La legge di delegazione europea entrata in vigore il 16 settembre sancisce un ulteriore passo avanti per il ripristino dell’obbligo di indicare lo stabilimento di produzione sui prodotti alimentari. Una battaglia che ha visto in prima linea la distribuzione e molti produttori italiani con l’azione concreta del ministro delle Politiche agricole.

Dopo circa due anni di dibattiti, prese di posizione, appelli, raccolte di firme, interventi parlamentari, il 16 settembre è entrata in vigore la legge di delegazione europea 170/2016 per ristabilire l’obbligo di indicazione dello stabilimento di produzione o confezionamento in etichetta o sugli imballaggi dei prodotti alimentari.

tracciabilità_info_etichetta.pngSi tratta di un ulteriore passo avanti in questa vicenda che era cominciata a dicembre 2014 con l’entrata in vigore del Regolamento UE 1169/2011 relativo alle informazioni sulle etichette alimentari che aveva cancellato, a livello europeo, l’obbligo di questa indicazione fino ad allora vigente nel nostro paese. Un pasticcio che era subito stato segnalato, con evidente preoccupazione, da parte di imprenditori illuminati, secondo il quale il regolamento UE faceva perdere valore al made in Italy, riduceva il lavoro in Italia e toglieva la libertà di scelta ai consumatori. I quali erano scesi in campo con decine di migliaia di firme di adesione alla petizione lanciata dal sito ioleggoletichetta.it, volte al ristabilimento dell’indicazione del luogo di produzione in etichetta. Anche la distribuzione italiana aveva preso posizione al riguardo, dichiarando di mantenere a titolo volontario le informazioni relative allo stabilimento di produzione sui prodotti a marchio, fino ad arrivare, da parte di alcuni operatori a impegnarsi per la raccolta di firme nei propri punti vendita per il ritorno dell’indicazione obbligatoria in etichetta. Senza contare interventi di molti produttori e altri stackeholders contrari alla norma prevista dal Regolamento UE.

A sua volta il ministro delle Politiche agricole e forestali Maurizio Martina si era fatto carico della questione e grazie al lavoro congiunto con le associazioni della distribuzione, dell’industria e degli agricoltori era riuscito a mettere a punto uno schema di disegno di legge di delegazione europea per il ripristino dell’obbligo di indicare lo stabilimento in etichetta e per l’adeguamento della normativa nazionale alle disposizioni del regolamento UE, successivamente approvato dal Parlamento.
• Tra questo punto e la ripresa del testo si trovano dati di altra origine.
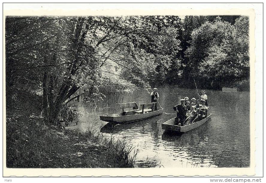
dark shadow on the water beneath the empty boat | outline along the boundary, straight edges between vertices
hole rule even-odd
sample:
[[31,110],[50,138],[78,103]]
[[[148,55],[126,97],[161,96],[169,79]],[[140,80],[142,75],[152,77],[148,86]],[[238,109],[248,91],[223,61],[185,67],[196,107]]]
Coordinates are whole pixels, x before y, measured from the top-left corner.
[[149,118],[146,120],[140,120],[136,122],[131,122],[127,124],[119,124],[114,122],[109,122],[105,124],[101,129],[100,132],[102,133],[117,133],[123,130],[128,130],[135,127],[143,127],[145,124],[154,124],[161,118],[161,115]]

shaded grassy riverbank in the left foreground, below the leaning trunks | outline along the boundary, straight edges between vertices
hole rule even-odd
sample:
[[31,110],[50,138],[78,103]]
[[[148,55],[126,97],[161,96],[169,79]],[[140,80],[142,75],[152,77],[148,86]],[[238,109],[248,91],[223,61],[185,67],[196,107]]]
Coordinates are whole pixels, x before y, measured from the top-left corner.
[[[38,105],[25,104],[7,106],[8,168],[135,167],[137,150],[132,145],[91,129],[58,131],[41,115]],[[151,166],[155,164],[143,167]]]

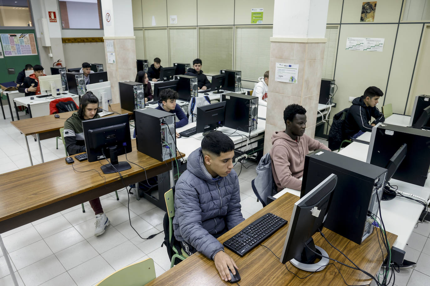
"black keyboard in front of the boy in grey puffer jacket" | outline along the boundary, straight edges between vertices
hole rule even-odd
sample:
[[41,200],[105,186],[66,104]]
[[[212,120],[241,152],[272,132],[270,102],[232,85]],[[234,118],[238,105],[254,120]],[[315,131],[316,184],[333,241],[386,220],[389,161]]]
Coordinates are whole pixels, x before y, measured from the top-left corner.
[[287,221],[283,218],[267,213],[224,242],[224,246],[237,255],[244,256],[286,224]]

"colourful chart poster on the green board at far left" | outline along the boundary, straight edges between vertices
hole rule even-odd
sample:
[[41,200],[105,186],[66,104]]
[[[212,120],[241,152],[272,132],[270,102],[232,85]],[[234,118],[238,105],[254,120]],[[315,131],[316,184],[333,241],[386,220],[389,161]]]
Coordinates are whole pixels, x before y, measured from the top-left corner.
[[6,57],[37,54],[34,34],[0,34],[0,39]]

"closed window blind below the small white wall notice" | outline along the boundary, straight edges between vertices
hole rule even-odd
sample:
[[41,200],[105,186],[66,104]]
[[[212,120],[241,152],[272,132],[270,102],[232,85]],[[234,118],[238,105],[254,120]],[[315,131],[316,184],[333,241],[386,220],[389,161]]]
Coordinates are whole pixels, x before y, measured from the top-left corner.
[[173,63],[193,64],[197,57],[197,29],[170,28],[169,29],[170,65]]

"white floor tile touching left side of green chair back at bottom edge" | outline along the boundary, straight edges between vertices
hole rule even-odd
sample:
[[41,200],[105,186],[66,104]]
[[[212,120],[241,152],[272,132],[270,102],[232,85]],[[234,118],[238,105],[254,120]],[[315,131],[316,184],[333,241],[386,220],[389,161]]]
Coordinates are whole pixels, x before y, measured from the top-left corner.
[[78,286],[91,286],[114,272],[100,255],[68,271]]

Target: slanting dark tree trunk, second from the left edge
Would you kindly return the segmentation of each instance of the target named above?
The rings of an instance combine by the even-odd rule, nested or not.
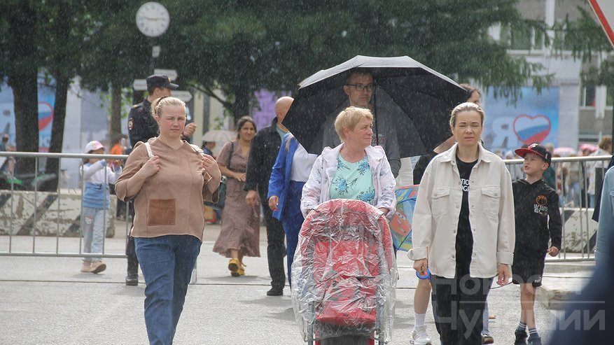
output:
[[[64,120],[66,119],[66,104],[68,99],[68,87],[70,80],[67,76],[56,74],[55,78],[55,105],[53,106],[53,122],[51,125],[51,143],[49,152],[61,153],[64,145]],[[60,160],[57,158],[47,158],[45,172],[55,174],[57,178],[46,183],[45,190],[57,190],[57,183],[60,178]]]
È questa legge di delegazione europea che è entrata in vigore il 16 settembre.

Ancora un anno

Un passo avanti importante, quindi, ma la vicenda, sebbene salutata con soddisfazione da più parti in rete e fuori dalla rete, non è ancora conclusa. Lo stesso ministro Martina, al quale va dato atto di aver operato con molta efficacia e convinzione, ha scritto in una nota che si tratta di “una risposta concreta che ci spinge a proseguire il percorso intrapreso, anche a livello europeo, per valorizzare la distintività del nostro modello agroalimentare, unico al mondo”.

Infatti, come segnala l’avvocato Dario Dongo, esperto di diritto alimentare internazionale citando il testo di legge, il Governo ha 12 mesi di tempo per adottare “uno o più decreti legislativi per l’adeguamento della normativa nazionale alle disposizioni del regolamento (UE) n. 1169/2011 del Parlamento europeo e del Consiglio, del 25 ottobre 2011, relativo alla fornitura di informazioni sugli alimenti ai consumatori (…)” e per “prevedere, previo svolgimento della procedura di notifica prevista dalla vigente normativa europea, l'indicazione obbligatoria nell'etichetta della sede e dell'indirizzo dello stabilimento di produzione o, se diverso, di confezionamento, al fine di garantire una corretta e completa informazione al consumatore e una migliore e immediata rintracciabilità dell'alimento da parte degli organi di controllo, anche per una più efficace tutela della salute, nonché gli eventuali casi in cui tale indicazione possa essere alternativamente fornita mediante diciture, marchi o codici equivalenti, che consentano comunque di risalire agevolmente alla sede e all'indirizzo dello stabilimento di produzione o, se diverso, di confezionamento”, come spiega il comma 5 dell’art.3.

Già da agosto il Ministero delle politiche agricole e forestali ha predisposto uno schema di decreto legislativo in attuazione della legge di delegazione europea, ma per il completamento dell’iter e la pubblicazione in Gazzetta Ufficiale saranno necessari i pareri dei dicasteri coinvolti e delle Commissioni parlamentari competenti.

Ciò significa che prima che sia definitivamente obbligatoria l’indicazione dello stabilimento di produzione o confezionamento in etichetta sarà necessario ancora del tempo. Anche se ormai praticamente tutta la distribuzione operante in Italia e gran parte dell’industria alimentare italiana ha ormai fatta propria questa misura a salvaguardia della produzione alimentare italiana e nel rispetto del patto con i consumatori.

La capacità di reazione del largo consumo a una questione potenzialmente devastante per garantire la rintracciabilità dei prodotti ai consumatori e per il sistema di valori che regge quello che, con felice sintesi, è stato definito Fare meglio italiano (cui GS1 Italy ha dedicato l’anno scorso un convegno all’interno di Expo Milano 2015), è stata di gran lunga più veloce ed efficace dei tempi della politica. Così come è stato subito chiaro alla distribuzione italiana che con l’entrata in vigore del Regolamento UE 1169, la qualità delle informazioni di prodotto in etichetta doveva trovare uno strumento semplice e facilmente utilizzabile nelle varie piattaforme omnicanale con le quali opera, a completa garanzia della trasparenza delle informazioni stesse. GS1 Italy ha messo a punto così Immagino, il servizio per la produzione e distribuzione di fotografie di prodotto di alta qualità, per il marketing e la gestione degli spazi commerciali, oltre alla cattura di tutti i dati presenti sul packaging e delle sue dimensioni fisiche (misure e peso). Immagino, oggi utilizzato da più di mille aziende, diventa anche il complemento ideale di Allineo, il servizio basato sugli standard GS1 GDSN® per lo scambio e l’allineamento delle anagrafiche di prodotto tra produttori e distributori.

Rimane però ancora aperta la questione dei prodotti provenienti da altri paesi venduti in Italia, ai quali non si applica il suddetto obbligo, come chiaramente indicato nello schema di decreto legislativo previsto a completamento della legge appena entrata in vigore. Da qui il richiamo di Martina a proseguire l’opera in Europa.